I will try a 12oz cup full ($6) and see how it goes.


----------



## ez2cdave (Oct 13, 2008)

BarefootJohnny said:


> yeah Dave, that is the video of what I was thinking about also. That is on my "to do" list.


That guy has a lot of knowledge to share, alright !

Here is his YouTube channel . . . *http://www.youtube.com/user/311POPE/videos*


----------



## jlentz (Sep 11, 2005)

From your location I assume you will be fishing the MD or Delaware beaches. Nothing works better when the sand fleas are deep than a shovel or your hands and a lot of work. Rakes will work only if you can get them dug in with the outgoing waves and even than it is hard work. I have seen every kind of rake break in these conditions, the Anglers rake mentioned, one very similar to the homemade one in the video and even stainless steel commercial rakes. When the fleas are deep you have to dig for them and it is quite a work out. They are an excellent bait for many fish in the colder months and well worth the effort.

John


----------



## Loner (Sep 9, 2009)

Fishbreath said:


> Hey Loner, nothing wrong with Sea Mullet and puppy drum.  Sea Mullet is some good eating feesh...


...yes indeed,...no argument..BUT ifn U fish COLD WATER LONG ENOUGH U find out WHATEVER IS THERE WILL HIT A live shrimp just as fast and they ain't nearly the WORK thoes bugs are......$6 a dozen around here......


----------



## kayak456 (Jun 5, 2012)

Go at night under pier lights this time of year, they seem to group up there.


----------



## Manlystanley (Sep 22, 2010)

ez2cdave: Wow!! Cool video's thanks.



BarefootJohnny said:


> yeah Dave, that is the video of what I was thinking about also. That is on my "to do" list.
> 
> This Saturday, I am going to break down and buy a handful of frozen/brined fleas from a bait shop.
> aarrrggggg PITA when I know there are fleas around but hiding.
> ...


Barefoot: No local shop sold fresh sand flea's, so we had to dig our own.
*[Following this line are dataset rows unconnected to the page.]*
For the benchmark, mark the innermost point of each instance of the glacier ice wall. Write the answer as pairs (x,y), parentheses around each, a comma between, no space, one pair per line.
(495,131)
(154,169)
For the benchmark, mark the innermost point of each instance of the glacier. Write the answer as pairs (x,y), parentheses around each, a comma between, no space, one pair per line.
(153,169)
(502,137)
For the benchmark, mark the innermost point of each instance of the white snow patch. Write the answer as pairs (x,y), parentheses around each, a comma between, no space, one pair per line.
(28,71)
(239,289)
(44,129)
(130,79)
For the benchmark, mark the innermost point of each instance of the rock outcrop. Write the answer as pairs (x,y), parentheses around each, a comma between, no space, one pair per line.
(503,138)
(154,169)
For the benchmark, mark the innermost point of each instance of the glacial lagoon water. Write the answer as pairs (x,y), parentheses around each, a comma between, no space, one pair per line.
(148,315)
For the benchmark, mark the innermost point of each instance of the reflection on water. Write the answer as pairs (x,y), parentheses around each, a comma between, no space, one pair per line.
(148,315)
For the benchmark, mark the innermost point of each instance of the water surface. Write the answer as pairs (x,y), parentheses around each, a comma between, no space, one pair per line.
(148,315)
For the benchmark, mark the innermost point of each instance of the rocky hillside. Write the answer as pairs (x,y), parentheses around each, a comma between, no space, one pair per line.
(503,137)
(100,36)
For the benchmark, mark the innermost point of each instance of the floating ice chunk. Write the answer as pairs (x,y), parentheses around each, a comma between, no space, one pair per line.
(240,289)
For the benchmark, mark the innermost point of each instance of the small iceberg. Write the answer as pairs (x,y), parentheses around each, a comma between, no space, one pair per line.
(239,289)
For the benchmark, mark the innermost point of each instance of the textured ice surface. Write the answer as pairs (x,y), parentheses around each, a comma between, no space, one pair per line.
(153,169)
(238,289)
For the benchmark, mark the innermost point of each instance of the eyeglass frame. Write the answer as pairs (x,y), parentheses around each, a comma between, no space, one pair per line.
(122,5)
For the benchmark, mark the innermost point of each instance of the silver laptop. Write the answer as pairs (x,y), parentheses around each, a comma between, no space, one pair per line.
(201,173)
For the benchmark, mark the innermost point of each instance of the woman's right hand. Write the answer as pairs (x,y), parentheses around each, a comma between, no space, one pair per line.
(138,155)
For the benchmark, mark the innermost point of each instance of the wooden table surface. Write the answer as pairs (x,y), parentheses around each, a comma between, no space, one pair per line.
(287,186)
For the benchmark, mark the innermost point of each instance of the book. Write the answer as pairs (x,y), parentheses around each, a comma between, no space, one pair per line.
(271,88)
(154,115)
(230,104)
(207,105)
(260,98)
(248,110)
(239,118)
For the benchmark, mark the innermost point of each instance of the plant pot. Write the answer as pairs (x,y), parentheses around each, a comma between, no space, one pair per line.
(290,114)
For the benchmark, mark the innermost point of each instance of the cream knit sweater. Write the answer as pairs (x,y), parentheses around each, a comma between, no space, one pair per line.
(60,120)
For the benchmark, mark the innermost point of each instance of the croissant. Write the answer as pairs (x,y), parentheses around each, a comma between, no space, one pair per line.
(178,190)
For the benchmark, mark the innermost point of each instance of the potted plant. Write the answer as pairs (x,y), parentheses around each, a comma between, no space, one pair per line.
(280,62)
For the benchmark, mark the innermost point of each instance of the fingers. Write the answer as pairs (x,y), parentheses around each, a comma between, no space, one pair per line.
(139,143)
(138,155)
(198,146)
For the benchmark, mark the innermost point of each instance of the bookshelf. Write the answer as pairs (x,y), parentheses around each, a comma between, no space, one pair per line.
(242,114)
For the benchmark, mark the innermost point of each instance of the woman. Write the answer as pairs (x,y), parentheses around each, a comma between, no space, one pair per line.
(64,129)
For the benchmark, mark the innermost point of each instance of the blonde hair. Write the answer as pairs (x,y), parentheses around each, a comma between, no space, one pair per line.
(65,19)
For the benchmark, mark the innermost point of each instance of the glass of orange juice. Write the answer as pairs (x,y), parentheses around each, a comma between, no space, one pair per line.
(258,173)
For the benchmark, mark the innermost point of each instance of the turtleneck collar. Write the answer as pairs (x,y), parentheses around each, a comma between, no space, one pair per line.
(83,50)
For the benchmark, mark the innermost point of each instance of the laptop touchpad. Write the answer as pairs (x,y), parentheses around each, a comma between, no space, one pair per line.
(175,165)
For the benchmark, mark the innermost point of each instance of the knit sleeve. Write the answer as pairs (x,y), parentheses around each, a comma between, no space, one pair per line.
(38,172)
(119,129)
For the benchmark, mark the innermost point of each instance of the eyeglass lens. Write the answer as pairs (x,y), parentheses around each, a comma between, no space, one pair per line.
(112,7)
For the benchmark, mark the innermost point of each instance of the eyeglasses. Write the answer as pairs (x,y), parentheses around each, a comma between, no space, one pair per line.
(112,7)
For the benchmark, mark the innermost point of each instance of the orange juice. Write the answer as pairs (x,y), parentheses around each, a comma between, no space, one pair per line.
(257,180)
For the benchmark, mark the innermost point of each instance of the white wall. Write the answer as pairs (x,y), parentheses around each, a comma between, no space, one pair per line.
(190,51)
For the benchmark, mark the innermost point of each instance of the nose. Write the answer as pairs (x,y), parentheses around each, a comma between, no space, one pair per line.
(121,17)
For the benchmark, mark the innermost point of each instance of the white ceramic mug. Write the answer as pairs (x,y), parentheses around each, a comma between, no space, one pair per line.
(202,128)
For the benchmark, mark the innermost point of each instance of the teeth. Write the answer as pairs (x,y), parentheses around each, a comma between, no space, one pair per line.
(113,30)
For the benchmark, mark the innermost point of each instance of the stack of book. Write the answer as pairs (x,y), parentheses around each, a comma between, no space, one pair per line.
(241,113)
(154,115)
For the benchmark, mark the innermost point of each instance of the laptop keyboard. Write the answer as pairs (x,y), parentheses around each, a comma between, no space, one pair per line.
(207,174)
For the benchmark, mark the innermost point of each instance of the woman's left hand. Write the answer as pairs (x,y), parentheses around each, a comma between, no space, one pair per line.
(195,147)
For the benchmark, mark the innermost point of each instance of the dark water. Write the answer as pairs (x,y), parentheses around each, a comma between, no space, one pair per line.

Where are you at? I am in Maryland.

Best Regards,
Stan


----------



## John Smith_inFL (Nov 22, 2009)

*f l o r i d a a a a*


----------



## kurazy kracka (Oct 14, 2008)

Manlystanley said:


> ez2cdave: Wow!! Cool video's thanks.
> 
> 
> 
> ...


I just bought fresh fleas down in OC a week ago. dunno if they still have em now.


----------



## Manlystanley (Sep 22, 2010)

kurazy kracka said:


> I just bought fresh fleas down in OC a week ago. dunno if they still have em now.


Wow. Where di you buy them at?

Best Regards,
Stan


----------



## kurazy kracka (Oct 14, 2008)

Manlystanley said:


> Wow. Where di you buy them at?
> 
> Best Regards,
> Stan


got em at alltackle.


----------